Mais à vouloir mettre l'homme à la porte de leurs réunions, à repousser ses offres de tutelle et de protection, à le traiter en égal, en adversaire, en ennemi, les femmes risquent d'être prises au mot. Nous avons entendu, dans un congrès féministe, une apôtre imprudente nous renvoyer avec mépris cette forme de déférence protectrice et tendre, qu'on appelle encore la vieille galanterie française. Eh bien! soit! Puisque ces dames ne veulent plus de nos égards et de notre respect, elles auront la concurrence et la guerre. Tant pis pour elles si la leçon est dure. Elles seraient mal venues à s'en plaindre: les moeurs à venir seront leur fait. Lorsque le sexe fort sera las des dédains et des prétentions extravagantes du sexe faible, lorsque le féminisme, à force d'exigences et de maladresses, aura fatigué la patience et la longanimité des hommes, alors l'opinion se rebiffera et les mâles prendront brutalement leur revanche. A quand le masculinisme?
IV
L'émancipation intellectuelle de la femme poussée à outrance soulève un dernier grief, et l'on trouvera peut-être que c'est le plus grave. En admettant que l'érudition féminine soit, un jour ou l'autre, à la mode, et que les familles se piquent d'avoir des filles sublimes et des demoiselles géniales,--et sans rechercher pour l'instant si le surmenage ne coupera point court à ces sottes vanités,--on doit se demander avec appréhension si les femmes de l'avenir, qui condescendront encore au mariage, nous feront la grâce d'avoir des enfants. Le pourront-elles? le voudront-elles? La question de la maternité des femmes savantes est digne de préoccuper ceux qui ont à coeur l'avenir de la race. Or, les femmes de grand esprit sont souvent stériles; à tel point qu'on se demande s'il y a antagonisme entre l'intelligence et la prolificité.

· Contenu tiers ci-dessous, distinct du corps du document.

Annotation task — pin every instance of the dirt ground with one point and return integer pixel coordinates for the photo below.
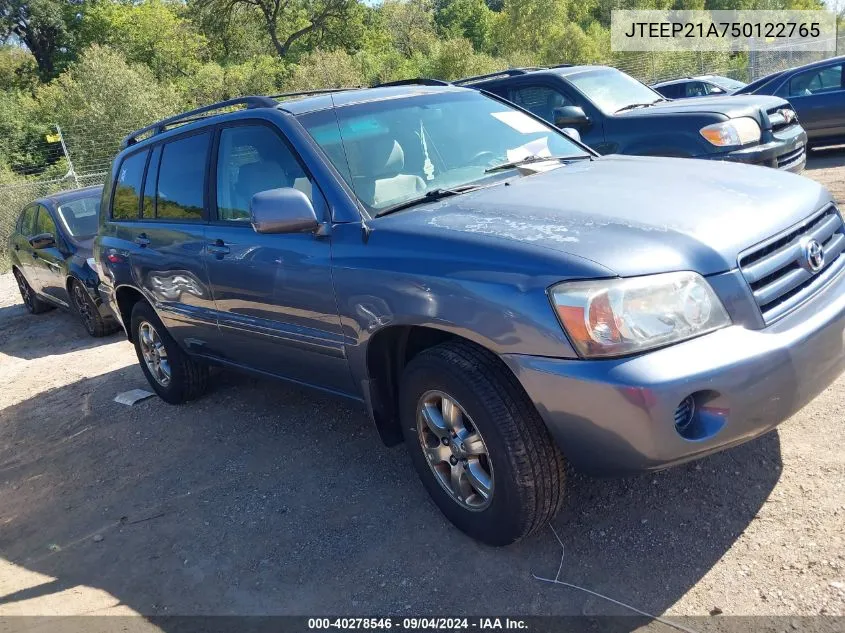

On a vu que les femmes ne semblent point faites, ni physiquement ni intellectuellement, pour les fortes oeuvres et les grand rôles. Cela est si vrai que, dans la femme qui fait preuve d'une réelle puissance cérébrale, on trouve presque toujours, suivant le mot de M. Secrétan, un «homme caché». Les femmes de talent ne sont pas rares qui présentent des caractères virils. Celles-là sont, au pied de la lettre, de véritables confrères; il faut vraiment n'en parler qu'au masculin. De Goncourt a dit de son côté: «Il n'y a pas de femmes de génie; lorsqu'elles sont des génies elles sont des hommes.»
Les hautes études exigeant une dépense de force nerveuse, un effort de tête, une tension soutenue du cerveau, qui raidit violemment tous les ressorts de l'être pensant, il semble bien que la généralité du sexe féminin soit moins capable que l'homme de subvenir aux frais de la production intellectuelle, sans porter préjudice à la reproduction de l'espèce. Doué, au contraire, d'une énergie plus résistante, pourvu d'un organisme naturellement fait pour l'action, le sexe masculin dispose d'une réserve dynamique et d'une puissance motrice qui lui permettent d'appliquer et de soutenir plus longtemps son attention, de pousser plus avant la recherche intellectuelle et la pénétration scientifique, sans d'aussi graves dommages pour la transmission du sang et la perpétuité de la famille.
L'expérience des États-Unis confirme ces inductions. Les voix les plus autorisées y attribuent déjà la décroissance progressive de la natalité à la culture excessive ou prématurée de l'intellectualité des femmes. Par exemple, le docteur Cyrus Edson, «commissaire de santé» de l'État de New-York, déclare expressément que l'Américaine dégénère: parce que, durant les années d'adolescence, sans souci des indications et des exigences de la nature, on surmène les forces mentales de la jeune fille, et que celle-ci, se trouvant plus tard trop faible pour remplir ses devoirs de femme, ne peut plus ou ne veut plus être mère. Impuissance physique ou aberration mentale, voilà donc où conduit le fétichisme des grades et des diplômes. Et qu'il est gai de vivre avec des femmes savantes! Le docteur Edson nous en prévient charitablement: «Une jeune Américaine, élevée comme nous sommes fiers de l'élever, se marie; elle est intelligente, brillante, belle, heureuse. Elle a un enfant, deux au plus; puis elle devient méconnaissable, irritable, un fardeau pour son mari et pour elle-même: c'est une malade qui ne guérira jamais 130.» Ce tableau ne pourrait-il point s'appliquer à plus d'une Française?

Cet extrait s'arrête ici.